We classify entanglement patterns by the rate with which entanglement complexity grows with the length of the filament. We show which rates are possible and which are expected in arbitrary circumstances. We identify a fundamental phase transition between linear and non-linear entanglement rates. We also find (perhaps surprising) relationships between total curvature, bending energy and entanglement.
Jeff Xia Partially Hyperbolic Dynamical Systems
We introduce a new class of topological invariants for partially hyperbolic dynamical systems and discuss some recent results obtained using these invariants. The talk will be aimed at general audience.
Peter Markowich On Wigner and Bohmian Measures
We present the most important approaches to the semiclassical analysis of the Schrödinger equation, based on Wigner measures and WKB techniques. These approaches are then compared to the Bohmian approach to semiclassical analysis, based on a highly singular system pf phase space ODEs, or equivalently on a highly nonlinear and singular self-consistent Vlasov equation.

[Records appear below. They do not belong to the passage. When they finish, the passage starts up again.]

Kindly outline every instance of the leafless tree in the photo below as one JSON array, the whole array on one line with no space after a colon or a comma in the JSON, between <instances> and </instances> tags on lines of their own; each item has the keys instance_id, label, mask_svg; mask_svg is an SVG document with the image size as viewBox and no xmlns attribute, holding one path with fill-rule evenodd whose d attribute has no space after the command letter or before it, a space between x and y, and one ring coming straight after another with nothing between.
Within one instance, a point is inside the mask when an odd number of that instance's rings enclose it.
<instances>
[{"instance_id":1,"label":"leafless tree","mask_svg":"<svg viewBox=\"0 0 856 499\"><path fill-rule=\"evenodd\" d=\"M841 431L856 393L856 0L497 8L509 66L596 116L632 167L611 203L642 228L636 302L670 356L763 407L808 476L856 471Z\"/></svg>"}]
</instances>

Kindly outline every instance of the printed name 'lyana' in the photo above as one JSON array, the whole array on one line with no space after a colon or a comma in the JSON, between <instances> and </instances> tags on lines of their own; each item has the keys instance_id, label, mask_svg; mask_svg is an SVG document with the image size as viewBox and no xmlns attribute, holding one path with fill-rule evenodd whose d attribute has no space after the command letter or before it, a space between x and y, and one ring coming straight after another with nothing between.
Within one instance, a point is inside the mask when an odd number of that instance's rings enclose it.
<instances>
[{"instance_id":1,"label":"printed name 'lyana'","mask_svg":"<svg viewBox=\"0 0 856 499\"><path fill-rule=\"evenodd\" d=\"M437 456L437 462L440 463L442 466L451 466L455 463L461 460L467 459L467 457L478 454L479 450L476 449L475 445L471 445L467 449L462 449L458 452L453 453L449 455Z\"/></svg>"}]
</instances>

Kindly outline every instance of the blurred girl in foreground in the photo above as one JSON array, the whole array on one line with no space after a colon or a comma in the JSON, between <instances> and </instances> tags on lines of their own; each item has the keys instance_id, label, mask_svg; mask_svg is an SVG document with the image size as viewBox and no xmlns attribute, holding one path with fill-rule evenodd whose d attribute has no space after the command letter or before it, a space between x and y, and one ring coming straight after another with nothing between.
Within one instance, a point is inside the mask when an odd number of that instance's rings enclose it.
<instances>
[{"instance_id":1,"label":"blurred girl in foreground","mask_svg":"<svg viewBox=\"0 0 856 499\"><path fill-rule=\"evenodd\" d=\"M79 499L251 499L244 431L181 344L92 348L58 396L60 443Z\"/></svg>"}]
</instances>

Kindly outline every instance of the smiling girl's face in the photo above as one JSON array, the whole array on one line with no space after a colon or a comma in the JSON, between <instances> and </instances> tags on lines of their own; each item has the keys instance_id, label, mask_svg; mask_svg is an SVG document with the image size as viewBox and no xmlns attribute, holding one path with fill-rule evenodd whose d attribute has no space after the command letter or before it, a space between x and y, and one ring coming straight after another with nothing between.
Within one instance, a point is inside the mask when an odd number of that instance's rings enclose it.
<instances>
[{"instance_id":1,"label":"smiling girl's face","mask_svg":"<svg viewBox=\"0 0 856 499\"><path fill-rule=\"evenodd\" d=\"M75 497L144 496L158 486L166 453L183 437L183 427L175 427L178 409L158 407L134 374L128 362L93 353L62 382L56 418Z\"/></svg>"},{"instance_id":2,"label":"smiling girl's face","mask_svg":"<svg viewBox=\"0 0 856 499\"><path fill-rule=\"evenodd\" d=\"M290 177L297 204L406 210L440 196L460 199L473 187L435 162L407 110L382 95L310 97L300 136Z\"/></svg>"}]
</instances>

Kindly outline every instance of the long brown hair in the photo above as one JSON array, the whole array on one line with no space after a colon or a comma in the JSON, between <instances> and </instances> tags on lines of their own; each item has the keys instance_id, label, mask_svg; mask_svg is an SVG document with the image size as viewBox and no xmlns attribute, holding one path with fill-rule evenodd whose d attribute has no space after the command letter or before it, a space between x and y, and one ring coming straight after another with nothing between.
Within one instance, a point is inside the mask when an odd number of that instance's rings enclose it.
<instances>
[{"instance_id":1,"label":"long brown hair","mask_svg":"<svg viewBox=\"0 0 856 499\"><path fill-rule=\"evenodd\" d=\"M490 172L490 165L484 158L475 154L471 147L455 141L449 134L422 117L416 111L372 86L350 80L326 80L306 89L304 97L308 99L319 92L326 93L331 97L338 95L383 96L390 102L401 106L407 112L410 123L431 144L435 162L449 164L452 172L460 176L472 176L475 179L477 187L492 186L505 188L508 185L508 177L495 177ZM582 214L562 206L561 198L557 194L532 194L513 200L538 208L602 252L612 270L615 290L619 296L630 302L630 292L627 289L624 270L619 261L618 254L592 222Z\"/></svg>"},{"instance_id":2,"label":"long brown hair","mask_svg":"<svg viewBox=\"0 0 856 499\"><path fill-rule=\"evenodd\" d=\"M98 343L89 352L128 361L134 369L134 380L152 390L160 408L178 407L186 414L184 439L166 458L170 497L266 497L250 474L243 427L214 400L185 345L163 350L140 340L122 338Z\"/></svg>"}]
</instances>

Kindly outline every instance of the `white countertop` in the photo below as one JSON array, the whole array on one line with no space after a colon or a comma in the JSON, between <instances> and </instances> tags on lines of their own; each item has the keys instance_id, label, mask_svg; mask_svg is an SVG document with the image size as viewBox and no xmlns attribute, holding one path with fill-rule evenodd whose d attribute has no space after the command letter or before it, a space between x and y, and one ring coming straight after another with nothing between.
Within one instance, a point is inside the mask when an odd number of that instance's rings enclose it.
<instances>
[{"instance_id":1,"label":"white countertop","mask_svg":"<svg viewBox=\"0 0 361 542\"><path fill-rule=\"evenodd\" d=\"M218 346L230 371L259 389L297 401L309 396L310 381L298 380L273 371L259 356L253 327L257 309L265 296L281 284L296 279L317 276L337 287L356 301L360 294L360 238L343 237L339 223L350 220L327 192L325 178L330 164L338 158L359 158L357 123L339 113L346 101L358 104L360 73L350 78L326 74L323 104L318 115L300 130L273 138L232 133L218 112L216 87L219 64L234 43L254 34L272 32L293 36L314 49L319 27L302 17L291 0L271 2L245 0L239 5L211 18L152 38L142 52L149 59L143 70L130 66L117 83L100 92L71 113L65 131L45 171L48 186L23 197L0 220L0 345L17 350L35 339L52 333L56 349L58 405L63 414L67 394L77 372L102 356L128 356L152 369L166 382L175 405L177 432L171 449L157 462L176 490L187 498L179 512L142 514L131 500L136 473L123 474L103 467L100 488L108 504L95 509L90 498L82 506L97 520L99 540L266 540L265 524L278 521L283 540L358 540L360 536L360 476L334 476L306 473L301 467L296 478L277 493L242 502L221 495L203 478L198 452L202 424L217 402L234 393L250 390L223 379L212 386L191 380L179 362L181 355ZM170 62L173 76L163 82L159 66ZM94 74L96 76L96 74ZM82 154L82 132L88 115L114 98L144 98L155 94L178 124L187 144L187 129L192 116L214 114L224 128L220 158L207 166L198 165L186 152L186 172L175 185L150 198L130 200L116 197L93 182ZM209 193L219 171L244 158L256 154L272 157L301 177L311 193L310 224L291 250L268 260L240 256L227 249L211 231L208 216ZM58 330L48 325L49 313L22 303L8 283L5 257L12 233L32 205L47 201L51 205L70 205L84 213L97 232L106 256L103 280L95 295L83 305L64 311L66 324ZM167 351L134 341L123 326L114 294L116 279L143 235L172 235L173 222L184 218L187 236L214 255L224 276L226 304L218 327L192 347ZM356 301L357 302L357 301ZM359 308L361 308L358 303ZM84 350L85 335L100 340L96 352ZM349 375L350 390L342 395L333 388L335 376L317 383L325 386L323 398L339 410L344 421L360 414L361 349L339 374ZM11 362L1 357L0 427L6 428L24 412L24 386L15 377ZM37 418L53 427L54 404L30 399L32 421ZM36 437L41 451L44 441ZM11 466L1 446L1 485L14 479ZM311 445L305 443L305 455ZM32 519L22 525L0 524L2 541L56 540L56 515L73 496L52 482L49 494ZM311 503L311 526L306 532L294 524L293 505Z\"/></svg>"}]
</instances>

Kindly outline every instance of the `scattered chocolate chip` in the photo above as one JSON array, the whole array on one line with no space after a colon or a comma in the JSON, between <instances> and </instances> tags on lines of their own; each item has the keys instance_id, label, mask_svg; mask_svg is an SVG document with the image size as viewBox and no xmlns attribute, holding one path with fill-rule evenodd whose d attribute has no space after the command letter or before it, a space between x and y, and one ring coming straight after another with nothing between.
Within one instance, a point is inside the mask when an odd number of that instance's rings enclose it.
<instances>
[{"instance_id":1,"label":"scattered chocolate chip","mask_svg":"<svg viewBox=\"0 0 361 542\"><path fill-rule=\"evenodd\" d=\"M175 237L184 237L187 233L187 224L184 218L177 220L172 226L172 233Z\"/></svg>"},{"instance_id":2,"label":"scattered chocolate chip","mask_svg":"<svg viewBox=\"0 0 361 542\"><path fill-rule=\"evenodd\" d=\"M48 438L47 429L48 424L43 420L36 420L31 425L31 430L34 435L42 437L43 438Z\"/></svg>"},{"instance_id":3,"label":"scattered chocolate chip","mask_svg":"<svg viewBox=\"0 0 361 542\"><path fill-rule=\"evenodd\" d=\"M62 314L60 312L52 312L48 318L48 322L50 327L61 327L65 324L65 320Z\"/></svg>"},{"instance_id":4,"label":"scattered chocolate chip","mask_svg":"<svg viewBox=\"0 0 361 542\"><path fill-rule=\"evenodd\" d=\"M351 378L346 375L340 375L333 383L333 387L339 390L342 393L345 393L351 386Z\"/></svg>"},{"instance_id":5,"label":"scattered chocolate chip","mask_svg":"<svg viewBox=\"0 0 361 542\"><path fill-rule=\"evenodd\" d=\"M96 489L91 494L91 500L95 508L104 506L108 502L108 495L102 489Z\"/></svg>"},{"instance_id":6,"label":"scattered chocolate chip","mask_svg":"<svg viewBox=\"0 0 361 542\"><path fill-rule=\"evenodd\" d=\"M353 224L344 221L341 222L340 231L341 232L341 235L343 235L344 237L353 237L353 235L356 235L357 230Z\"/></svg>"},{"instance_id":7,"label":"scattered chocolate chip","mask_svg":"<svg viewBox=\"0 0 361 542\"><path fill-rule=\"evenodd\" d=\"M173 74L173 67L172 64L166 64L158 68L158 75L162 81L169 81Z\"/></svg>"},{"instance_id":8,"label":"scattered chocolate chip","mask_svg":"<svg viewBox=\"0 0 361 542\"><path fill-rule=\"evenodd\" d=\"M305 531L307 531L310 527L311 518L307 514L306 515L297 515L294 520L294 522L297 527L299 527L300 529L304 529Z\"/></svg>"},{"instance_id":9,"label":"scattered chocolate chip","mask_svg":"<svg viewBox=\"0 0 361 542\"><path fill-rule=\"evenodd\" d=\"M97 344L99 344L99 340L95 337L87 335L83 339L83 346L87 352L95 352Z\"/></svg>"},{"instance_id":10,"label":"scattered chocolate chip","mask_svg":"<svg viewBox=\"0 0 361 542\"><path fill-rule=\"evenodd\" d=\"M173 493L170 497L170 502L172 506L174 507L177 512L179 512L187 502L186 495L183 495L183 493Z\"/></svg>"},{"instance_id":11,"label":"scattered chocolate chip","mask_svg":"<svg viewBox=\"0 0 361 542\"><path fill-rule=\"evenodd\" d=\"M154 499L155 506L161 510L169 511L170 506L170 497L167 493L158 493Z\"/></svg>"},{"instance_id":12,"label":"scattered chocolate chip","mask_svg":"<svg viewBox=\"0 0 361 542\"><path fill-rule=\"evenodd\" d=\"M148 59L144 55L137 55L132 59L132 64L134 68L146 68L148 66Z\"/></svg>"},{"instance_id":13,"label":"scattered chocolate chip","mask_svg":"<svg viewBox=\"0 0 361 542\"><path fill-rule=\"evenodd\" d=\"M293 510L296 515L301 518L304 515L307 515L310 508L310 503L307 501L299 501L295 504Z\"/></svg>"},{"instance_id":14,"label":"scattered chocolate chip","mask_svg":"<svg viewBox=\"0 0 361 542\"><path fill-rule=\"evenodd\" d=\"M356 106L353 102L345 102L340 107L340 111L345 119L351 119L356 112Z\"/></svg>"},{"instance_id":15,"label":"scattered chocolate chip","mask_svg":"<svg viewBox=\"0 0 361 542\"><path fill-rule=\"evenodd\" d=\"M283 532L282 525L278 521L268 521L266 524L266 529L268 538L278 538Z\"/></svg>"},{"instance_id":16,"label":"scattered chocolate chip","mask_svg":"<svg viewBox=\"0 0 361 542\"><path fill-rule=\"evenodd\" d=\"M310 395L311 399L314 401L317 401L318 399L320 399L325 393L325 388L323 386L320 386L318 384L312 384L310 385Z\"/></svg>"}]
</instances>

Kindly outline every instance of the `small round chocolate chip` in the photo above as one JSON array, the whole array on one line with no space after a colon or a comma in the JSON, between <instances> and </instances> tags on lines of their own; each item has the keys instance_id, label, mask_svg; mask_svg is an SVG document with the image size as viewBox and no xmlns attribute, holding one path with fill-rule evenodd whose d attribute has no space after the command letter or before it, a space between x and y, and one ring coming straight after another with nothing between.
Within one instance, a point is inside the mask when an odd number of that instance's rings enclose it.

Saverio Spagnolie Locomotion at low and intermediate Reynolds numbers
Many microorganisms propel themselves through fluids by passing either helical waves (typically prokaryotes) or planar waves (typically eukaryotes) along a filamentous flagellum. Both from a biological and an engineering perspective, it is of great interest to understand the role of the waveform shape in determining an organism's locomotive kinematics, as well as its hydrodynamic efficiency. We will begin by discussing polymorphism in bacterial flagella, and will compare experimentally measured biological data on swimming bacteria to optimization results from accurate numerical simulations. For eukaryotic flagella, it will be shown how the optimal sawtoothed solution due to Lighthill is regularized when energetic costs of internal bending and axonemal sliding are included in a classical efficiency measure. Finally, the locomotive dynamics of bodies at intermediate Reynolds numbers will be discussed, where a number of surprising and counter-intuitive behaviors can be seen even in very simple systems.
Brian Street A quantitative Frobenius Theorem, with applications to analysis
This talk concerns the classical Frobenius theorem from differential geometry, about involutive distributions. For many problems in harmonic analysis, one needs a quantitative version of the Frobenius theorem. In this talk, we state such a quantitative version, and discuss various applications. Topics we will touch on include singular integrals, regularity of some linear PDEs, sub-Riemannian geometry, and singular Radon transforms.